CPI inflation stayed strikingly similar to previous month at 8.35 percent, with an ever-narrowing urban-rural gap. Year-on-year food inflation for the second month running stayed in single digit, but much should not be made of it, as food prices are coming from a high base. The non-perishable food price inflation is still in double digits and that the high base effect is likely to continue for a few more months.
Heavyweight non-perishable food items such as wheat, sugar, cooking oil and ghee are all up in double digits, with only wheat showing signs of slowing down on month-on-month basis. Sugar, oil, and ghee all saw prices go up by more than 5 percent month-on-month. In case of cooking oil and ghee, global commodity price spiral is in play, as palm oil prices have jacked up by more than 40 percent year-on-year.
The thing with non-perishable food items is that they almost never go down even if the global commodity price softens. The rate of increase may be arrested once normalcy resumes in palm oil, but the high base has been formed, and will likely keep year-on-year increase well within double digits. The case of sugar is no different, no matter how much effort you make to administer prices through DCs – very rarely do sugar prices go back at the retail level.
On the perishable front, cyclicity is the norm except for milk prices. Milk has the single highest weight in the CPI food consumption basket – and the upward trend suggests double-digit increase in milk prices is almost guaranteed. Milk prices had risen by an average 6 percent year-on-year from FY13 to FY20, before FY21 came with a 12 percent year-on-year increase. That trend seems to have cemented its place, which will keep the perishable food basket under pressure.
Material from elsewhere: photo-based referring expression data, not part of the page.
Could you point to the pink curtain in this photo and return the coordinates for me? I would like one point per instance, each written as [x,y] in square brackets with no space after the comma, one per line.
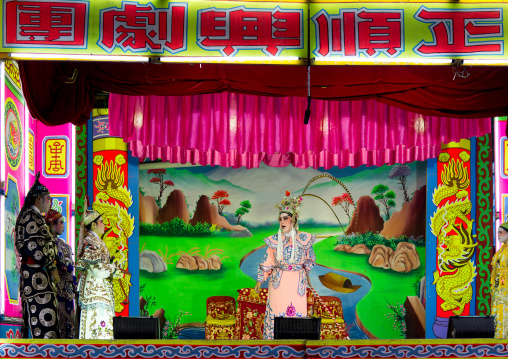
[236,130]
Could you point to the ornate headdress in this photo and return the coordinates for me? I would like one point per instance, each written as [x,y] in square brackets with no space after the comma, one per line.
[52,216]
[290,206]
[37,189]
While there may be early signs of demand picking up, it is nowhere near to cause demand driven inflation, as evident from core inflation. Non-food non-energy core inflation has come down to 6.3 percent, having hit 7 percent as recent as April 2021. Given the government’s mood and adequate budgeting for power sector subsidies, an increase in electricity or gas prices for the domestic sector appears highly unlikely, which will lead to further curbed core inflation once the high base of previous electricity tariff increase eases.
The petroleum prices will continue to reflect double-digit year-on-year increase for a few more months, but the month-on-month increase will be close to minimal. The government has clearly adopted the strategy of letting petroleum revenues go, in a bid to minimize the impact on consumers. Any slowdown in global crude oil prices could reflect positively on fuel inflation going forward.
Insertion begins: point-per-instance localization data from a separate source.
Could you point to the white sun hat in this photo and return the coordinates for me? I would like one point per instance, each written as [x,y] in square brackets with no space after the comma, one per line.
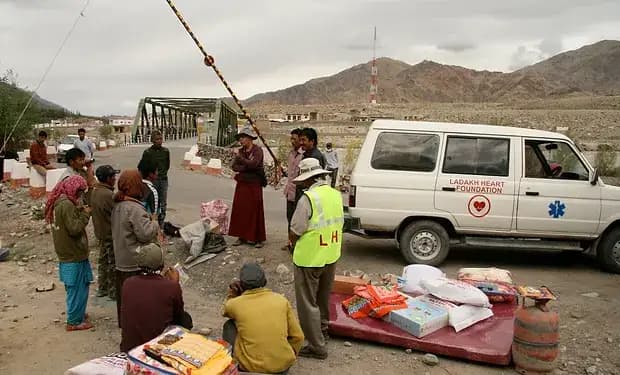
[309,168]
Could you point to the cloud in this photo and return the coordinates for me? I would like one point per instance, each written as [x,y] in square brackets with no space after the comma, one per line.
[456,46]
[119,54]
[550,47]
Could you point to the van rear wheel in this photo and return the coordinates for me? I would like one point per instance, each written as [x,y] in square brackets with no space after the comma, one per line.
[424,242]
[609,251]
That said, the risks from currency depreciation are growing, which could fuel inflation. Similarly, possible fiscal slippages could lead to another round of indirect inflation, as the government would need to finance the gap. But for now, as long as demand driven inflation is kept in check, the central bank may want to continue running negative real interest rates. It is too early to call, but FY22 CPI could well fall within or near the higher range of projected 6-8 percent.